I don’t understand why some people complain about the bad language the kids pick up in the car. There is nothing more likely to give me a spurt of joy than hearing Eila holler out from the backseat, MOVE ALONG YOU BASTARDS, THE LIGHT IS GREEN! It’s so frolicsome. I get a kick out of just knowing how much she’s enjoying herself.
Which reminds me of something I just read: bad mom/ good mom quoting Roger Ebert on how children are overly sheltered these days and why can’t we all run through ravines in thunderstorms any more and all that. I totally agreed with everything, until I was thrown for a loop by this:
…we boys would pee behind trees, shrubbery, or garages (“If you run home, your mom might grab you and make you do something”). I forgot to mention that one of the reasons we needed to pee is that when we got thirsty we drank out of garden hoses–our own, and anybody else’s.
Whoa. Do boys not pee behind shrubbery anymore? Because I pee behind shrubbery, and Eila pees behind shrubbery. And when did the memo come out about the garden hoses? We are drinking out of hoses all the time! Are we going to come down with some grotesque disease? Is there a difference between the hose and the tap?
I’m serious. I’ve got the rest of Ebert’s over-protective-lament list covered. Child car seats: check!

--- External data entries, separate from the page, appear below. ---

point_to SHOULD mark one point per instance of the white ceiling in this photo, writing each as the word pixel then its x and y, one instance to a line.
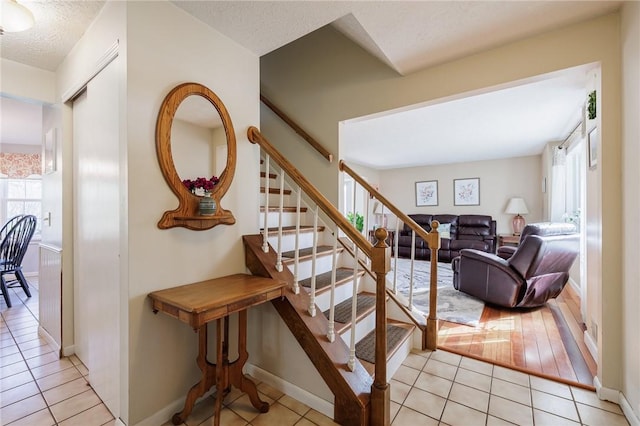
pixel 407 35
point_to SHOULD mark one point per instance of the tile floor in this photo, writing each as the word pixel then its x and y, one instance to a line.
pixel 430 388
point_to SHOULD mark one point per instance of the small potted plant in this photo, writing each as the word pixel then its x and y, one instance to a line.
pixel 203 187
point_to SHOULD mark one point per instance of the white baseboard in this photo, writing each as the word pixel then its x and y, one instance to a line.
pixel 69 350
pixel 50 340
pixel 619 398
pixel 166 413
pixel 591 345
pixel 313 401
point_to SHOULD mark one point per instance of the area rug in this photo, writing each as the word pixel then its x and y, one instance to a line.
pixel 453 305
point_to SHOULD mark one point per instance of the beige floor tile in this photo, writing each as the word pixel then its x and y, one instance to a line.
pixel 42 360
pixel 278 415
pixel 477 366
pixel 74 405
pixel 542 418
pixel 425 403
pixel 549 386
pixel 399 391
pixel 39 418
pixel 319 418
pixel 409 417
pixel 590 398
pixel 511 391
pixel 555 405
pixel 434 384
pixel 441 369
pixel 97 416
pixel 473 379
pixel 22 408
pixel 415 361
pixel 448 357
pixel 65 391
pixel 460 415
pixel 243 407
pixel 15 380
pixel 593 416
pixel 510 411
pixel 294 404
pixel 512 376
pixel 51 368
pixel 18 393
pixel 57 379
pixel 470 397
pixel 11 369
pixel 406 375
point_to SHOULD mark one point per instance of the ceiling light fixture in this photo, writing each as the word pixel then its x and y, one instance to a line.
pixel 15 17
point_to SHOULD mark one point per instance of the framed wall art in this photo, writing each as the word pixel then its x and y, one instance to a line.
pixel 427 193
pixel 466 192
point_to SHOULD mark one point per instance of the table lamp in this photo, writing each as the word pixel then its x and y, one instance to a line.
pixel 518 207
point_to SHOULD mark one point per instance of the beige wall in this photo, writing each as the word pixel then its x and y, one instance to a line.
pixel 323 79
pixel 631 203
pixel 499 181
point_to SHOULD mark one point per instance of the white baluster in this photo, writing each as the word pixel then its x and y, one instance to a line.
pixel 331 334
pixel 351 364
pixel 413 257
pixel 314 252
pixel 296 284
pixel 280 214
pixel 265 243
pixel 395 257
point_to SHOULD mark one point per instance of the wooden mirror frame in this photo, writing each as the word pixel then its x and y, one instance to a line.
pixel 186 215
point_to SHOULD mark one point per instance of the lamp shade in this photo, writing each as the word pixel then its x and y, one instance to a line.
pixel 15 17
pixel 516 205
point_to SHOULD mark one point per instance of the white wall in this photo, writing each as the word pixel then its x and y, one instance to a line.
pixel 499 181
pixel 631 205
pixel 166 47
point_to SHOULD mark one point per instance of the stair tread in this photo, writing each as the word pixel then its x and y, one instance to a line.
pixel 324 280
pixel 342 311
pixel 396 334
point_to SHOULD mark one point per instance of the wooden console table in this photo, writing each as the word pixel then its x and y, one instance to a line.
pixel 200 303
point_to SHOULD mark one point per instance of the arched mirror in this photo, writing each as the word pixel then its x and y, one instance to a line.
pixel 195 139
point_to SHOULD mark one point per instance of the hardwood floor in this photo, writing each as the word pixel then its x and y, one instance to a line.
pixel 545 341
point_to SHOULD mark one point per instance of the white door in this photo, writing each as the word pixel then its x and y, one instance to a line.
pixel 97 233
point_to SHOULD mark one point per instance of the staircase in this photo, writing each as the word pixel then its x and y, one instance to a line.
pixel 337 286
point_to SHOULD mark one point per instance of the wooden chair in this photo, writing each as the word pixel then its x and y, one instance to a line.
pixel 12 250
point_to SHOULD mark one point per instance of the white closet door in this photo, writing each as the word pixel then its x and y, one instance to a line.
pixel 97 233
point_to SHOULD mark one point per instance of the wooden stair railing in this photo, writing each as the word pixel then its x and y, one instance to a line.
pixel 430 339
pixel 304 135
pixel 372 409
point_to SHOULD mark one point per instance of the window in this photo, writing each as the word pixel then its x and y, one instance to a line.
pixel 21 196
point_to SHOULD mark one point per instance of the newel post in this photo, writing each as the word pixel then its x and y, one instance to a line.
pixel 380 391
pixel 432 319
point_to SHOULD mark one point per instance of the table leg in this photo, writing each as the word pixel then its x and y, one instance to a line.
pixel 205 383
pixel 237 378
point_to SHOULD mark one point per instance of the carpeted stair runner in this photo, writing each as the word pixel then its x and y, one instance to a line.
pixel 306 252
pixel 366 347
pixel 324 280
pixel 342 312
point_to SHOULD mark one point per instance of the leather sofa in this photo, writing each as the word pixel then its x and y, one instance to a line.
pixel 465 232
pixel 535 272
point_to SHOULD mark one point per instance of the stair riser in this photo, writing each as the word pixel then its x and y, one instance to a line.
pixel 343 292
pixel 363 327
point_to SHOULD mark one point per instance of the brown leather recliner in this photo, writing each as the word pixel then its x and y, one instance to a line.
pixel 537 271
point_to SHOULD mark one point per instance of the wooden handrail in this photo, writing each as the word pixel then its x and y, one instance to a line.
pixel 304 135
pixel 433 240
pixel 347 227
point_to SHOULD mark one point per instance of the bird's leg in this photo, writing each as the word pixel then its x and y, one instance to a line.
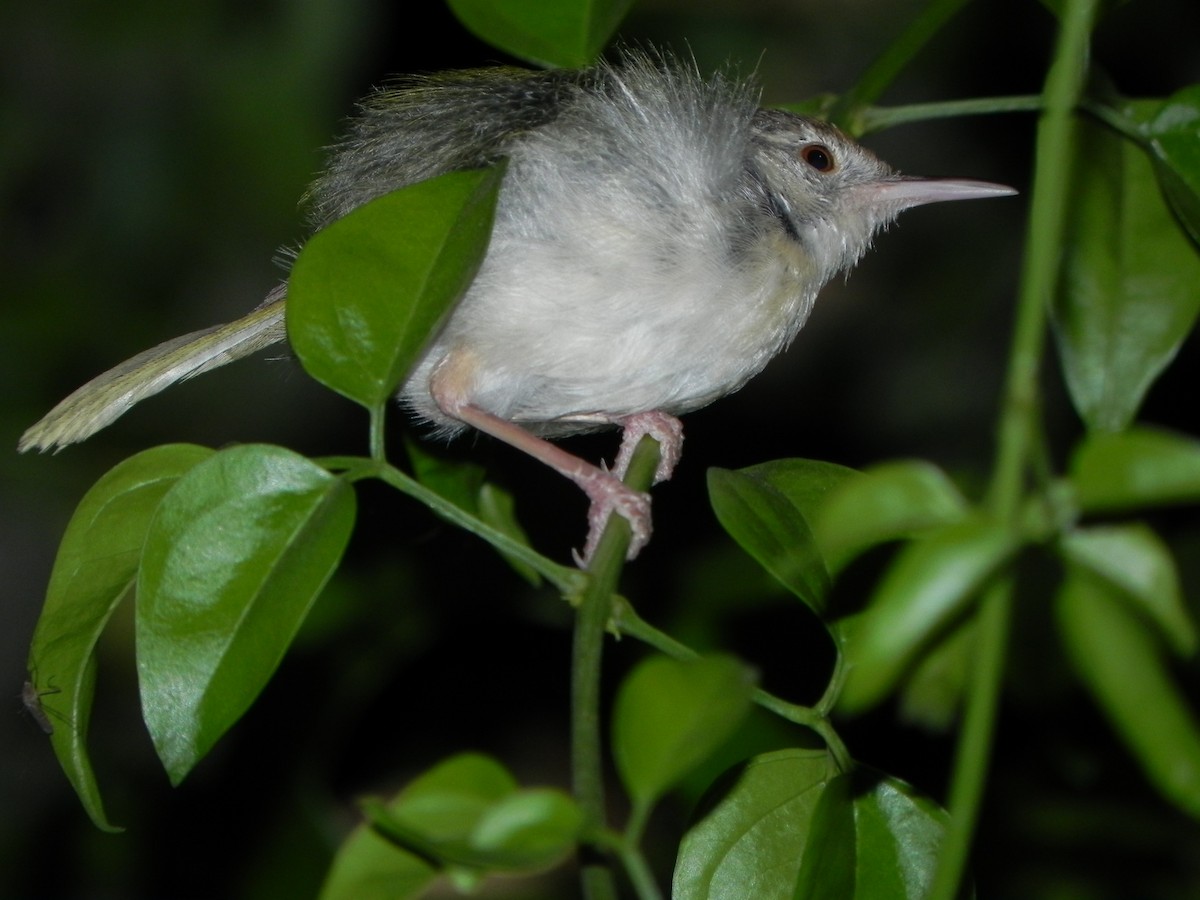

Bike helmets: check! Bottled water: check! Security guards: I don’t hire my own, but I’m good with them, so check! Sunblock: check! Hand sanitizer: okay, no, unless we’re at the petting zoo, but in that case, check! And childproof bottles: Eila can open them, but sure the house is full of them, so check! But what is this with peeing and hoses? I guess maybe I am raising a free-ish-range kid.
A loosely connected thought. I’ve just completed my annual reading of Pride and Prejudice and my new insight – which seems to me breathtaking though it only concerns me – is that I like Lydia Bennet. Not that I’d want to be Lydia, or even spend much time with her, and not that she could ever replace Lizzie in my heart. I’ll admit she’s pretty stupid. But she is so tremendously good-humoured, and she breezes through life with such a savage sense of fun. And even her narcissism is so unconscious — so artless Austen would say — as hardly to be narcissism at all. She’s like a puppy or something, and who doesn’t like a puppy?